Isu perselingkuhan tak pernah habis terjadi di tengah masyarakat. Bahkan, belakangan kerap viral cerita-cerita di media sosial soal perempuan dan laki-laki yang merasa diselingkuhi pasangannya setelah bertunangan hingga menjelang pernikahan.
Peran dan hubungan saling mengerti di antara pasangan dan pengenalan karakter bisa menjadi kunci yang disampaikan untuk meningkatkan kesadaran setiap pasangan guna mencegah timbulnya perselingkuhan. Hal tersebut menjadi dasar membangun kepercayaan dalam hubungan.
Membangun kepercayaan ini menjadi topik yang disampaikan Dokter Spesialis Kesehatan Jiwa, dr. Nindya Nisita Sp. KJ., dari Siloam Hospitals Mampang.

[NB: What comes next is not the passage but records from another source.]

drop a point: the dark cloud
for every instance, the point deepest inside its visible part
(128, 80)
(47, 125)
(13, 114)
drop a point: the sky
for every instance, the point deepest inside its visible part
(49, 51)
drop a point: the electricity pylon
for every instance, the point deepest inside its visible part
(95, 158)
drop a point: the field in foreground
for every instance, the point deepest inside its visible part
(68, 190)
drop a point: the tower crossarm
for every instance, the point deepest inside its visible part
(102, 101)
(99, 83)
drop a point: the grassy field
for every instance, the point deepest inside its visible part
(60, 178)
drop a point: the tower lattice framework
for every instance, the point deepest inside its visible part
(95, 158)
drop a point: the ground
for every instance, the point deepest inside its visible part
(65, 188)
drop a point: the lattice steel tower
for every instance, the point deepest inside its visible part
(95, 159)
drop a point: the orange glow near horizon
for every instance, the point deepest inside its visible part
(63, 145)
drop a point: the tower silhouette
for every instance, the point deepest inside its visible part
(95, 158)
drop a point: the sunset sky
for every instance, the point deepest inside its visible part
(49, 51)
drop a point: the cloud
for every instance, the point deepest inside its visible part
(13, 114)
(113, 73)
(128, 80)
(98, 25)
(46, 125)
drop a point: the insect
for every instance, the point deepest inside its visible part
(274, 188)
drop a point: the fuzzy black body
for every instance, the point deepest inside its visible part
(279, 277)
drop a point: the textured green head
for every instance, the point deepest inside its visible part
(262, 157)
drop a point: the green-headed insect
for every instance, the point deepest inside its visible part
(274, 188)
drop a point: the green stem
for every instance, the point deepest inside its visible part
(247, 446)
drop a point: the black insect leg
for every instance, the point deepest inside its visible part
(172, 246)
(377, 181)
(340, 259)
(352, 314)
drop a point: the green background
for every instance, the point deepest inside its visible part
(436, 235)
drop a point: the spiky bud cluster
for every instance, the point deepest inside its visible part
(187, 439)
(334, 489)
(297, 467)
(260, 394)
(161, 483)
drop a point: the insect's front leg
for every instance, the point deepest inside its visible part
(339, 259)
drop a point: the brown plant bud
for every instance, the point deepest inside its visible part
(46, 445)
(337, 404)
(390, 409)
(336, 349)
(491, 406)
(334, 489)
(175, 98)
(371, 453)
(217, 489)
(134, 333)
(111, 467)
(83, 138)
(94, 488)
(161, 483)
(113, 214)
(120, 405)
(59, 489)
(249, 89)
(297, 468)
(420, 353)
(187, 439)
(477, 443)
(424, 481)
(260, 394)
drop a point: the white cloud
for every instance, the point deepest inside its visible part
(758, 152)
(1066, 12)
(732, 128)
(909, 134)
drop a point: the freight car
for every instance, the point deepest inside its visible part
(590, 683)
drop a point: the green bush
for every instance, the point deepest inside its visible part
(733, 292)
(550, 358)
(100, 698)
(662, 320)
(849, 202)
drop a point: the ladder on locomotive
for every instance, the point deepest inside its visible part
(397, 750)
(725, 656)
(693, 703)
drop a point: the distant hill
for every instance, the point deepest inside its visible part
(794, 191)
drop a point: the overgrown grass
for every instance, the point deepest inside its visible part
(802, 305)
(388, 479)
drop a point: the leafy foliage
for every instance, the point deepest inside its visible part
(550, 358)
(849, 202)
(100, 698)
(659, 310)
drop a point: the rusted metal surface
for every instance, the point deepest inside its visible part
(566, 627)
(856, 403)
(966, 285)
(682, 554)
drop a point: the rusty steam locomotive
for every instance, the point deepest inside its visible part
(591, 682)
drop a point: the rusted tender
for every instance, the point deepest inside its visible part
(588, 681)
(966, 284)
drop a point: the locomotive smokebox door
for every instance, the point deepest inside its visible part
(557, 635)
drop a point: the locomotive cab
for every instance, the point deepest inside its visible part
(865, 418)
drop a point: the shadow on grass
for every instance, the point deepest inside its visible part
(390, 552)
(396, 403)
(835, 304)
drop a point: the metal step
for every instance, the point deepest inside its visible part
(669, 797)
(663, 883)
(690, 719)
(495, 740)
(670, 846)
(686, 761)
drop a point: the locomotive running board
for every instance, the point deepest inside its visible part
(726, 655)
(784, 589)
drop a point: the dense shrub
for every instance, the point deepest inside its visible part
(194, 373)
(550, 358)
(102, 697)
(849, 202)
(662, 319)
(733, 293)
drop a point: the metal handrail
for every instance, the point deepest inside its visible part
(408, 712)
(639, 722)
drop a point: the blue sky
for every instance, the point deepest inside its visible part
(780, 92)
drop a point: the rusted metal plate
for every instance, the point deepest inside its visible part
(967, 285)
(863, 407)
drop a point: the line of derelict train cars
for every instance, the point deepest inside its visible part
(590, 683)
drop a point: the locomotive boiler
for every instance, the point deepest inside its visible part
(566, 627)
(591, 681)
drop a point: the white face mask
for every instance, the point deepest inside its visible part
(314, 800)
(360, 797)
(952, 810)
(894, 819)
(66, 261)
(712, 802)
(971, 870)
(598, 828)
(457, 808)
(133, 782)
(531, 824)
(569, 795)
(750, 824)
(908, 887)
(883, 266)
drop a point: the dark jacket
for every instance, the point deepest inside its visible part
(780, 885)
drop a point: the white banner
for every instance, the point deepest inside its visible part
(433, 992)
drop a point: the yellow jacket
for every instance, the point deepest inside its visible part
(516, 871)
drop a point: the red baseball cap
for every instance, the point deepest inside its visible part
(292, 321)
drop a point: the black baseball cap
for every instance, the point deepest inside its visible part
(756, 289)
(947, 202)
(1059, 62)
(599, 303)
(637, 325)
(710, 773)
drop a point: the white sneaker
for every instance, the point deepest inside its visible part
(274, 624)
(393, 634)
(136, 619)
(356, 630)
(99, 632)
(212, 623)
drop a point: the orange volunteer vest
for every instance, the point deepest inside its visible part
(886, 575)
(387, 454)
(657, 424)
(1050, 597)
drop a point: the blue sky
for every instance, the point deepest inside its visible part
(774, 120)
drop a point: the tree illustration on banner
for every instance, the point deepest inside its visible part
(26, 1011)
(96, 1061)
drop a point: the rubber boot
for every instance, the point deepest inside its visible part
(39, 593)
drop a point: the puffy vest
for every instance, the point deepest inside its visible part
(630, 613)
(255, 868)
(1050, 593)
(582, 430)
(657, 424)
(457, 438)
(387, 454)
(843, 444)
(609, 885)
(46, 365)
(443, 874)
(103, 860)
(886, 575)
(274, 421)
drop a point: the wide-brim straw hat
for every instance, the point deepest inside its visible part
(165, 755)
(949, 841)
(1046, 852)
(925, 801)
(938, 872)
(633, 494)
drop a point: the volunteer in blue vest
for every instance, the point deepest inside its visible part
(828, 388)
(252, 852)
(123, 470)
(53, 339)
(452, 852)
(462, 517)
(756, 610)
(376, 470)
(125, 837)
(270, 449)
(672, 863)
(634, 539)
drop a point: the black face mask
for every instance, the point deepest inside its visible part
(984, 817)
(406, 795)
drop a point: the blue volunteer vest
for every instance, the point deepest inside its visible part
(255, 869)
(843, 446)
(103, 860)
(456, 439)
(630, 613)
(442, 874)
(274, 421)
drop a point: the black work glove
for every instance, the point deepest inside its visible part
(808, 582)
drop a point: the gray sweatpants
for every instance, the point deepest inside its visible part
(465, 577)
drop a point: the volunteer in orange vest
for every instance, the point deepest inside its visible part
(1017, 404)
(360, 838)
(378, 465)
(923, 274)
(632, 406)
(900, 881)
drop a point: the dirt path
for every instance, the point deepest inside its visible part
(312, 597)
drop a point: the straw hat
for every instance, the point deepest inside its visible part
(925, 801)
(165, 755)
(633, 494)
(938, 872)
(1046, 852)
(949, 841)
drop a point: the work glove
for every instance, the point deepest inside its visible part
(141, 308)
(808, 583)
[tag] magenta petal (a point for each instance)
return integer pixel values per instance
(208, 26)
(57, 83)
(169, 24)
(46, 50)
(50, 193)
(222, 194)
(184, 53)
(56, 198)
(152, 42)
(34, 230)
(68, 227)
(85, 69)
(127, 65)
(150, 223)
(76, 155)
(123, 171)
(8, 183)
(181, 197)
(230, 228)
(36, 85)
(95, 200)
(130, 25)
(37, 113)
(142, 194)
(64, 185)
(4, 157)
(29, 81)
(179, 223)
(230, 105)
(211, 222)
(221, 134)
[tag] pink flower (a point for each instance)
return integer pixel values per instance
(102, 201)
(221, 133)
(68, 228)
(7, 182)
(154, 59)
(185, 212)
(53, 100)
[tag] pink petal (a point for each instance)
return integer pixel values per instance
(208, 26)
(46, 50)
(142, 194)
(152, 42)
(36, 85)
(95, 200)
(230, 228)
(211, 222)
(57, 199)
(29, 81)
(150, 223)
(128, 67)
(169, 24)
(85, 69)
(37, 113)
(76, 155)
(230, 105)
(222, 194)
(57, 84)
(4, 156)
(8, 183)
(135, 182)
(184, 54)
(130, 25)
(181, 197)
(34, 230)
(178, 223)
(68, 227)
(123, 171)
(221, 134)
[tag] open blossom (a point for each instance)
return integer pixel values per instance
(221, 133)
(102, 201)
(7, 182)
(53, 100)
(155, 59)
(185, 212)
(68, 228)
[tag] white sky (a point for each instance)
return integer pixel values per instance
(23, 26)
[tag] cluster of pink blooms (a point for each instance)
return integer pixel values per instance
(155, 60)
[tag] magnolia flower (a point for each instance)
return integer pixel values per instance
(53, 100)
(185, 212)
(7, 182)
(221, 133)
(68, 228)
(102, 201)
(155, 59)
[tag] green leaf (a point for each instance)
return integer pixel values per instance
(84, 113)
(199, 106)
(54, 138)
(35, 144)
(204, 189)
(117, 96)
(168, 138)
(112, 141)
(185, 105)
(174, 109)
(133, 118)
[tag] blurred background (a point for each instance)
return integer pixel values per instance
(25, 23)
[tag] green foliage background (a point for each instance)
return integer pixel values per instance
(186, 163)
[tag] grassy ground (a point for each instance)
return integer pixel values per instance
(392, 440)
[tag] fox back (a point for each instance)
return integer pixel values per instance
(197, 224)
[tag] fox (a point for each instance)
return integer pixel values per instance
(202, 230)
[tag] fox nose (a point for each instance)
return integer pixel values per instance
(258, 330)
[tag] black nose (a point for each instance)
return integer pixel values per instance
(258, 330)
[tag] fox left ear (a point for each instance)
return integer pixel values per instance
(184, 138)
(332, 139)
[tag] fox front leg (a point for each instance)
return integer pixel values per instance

dr. Nindya mengatakan, walaupun cukup luas, konteks membangun kepercayaan dapat dimulai dari menanamkan rasa kepercayaan kepada diri sendiri terlebih dahulu.
"Percaya diri sendiri adalah 'pondasi'. Jika pondasi sudah kokoh, maka akan lebih mudah membangun kepercayaan kepada pasangan dan lingkungannya di atasnya," kata dr. Nindya.
Menurut dia, tiap individu memiliki 'komponen' kepercayaan yang berbeda, sehingga perlu dikomunikasikan terlebih dahulu kepada pasangan.
Komponen-komponen kepercayaan apa saja yang ada dalam diri masing-masing, agar keduanya dapat sama-sama membangun kepercayaan yang sinergis.
Membangun kepercayaan butuh waktu, butuh kerja sama dan kerja keras. Hal yang utama adalah komunikasi. Tidak hanya berkomunikasi dengan kata-kata, melainkan komunikasi dengan perilaku.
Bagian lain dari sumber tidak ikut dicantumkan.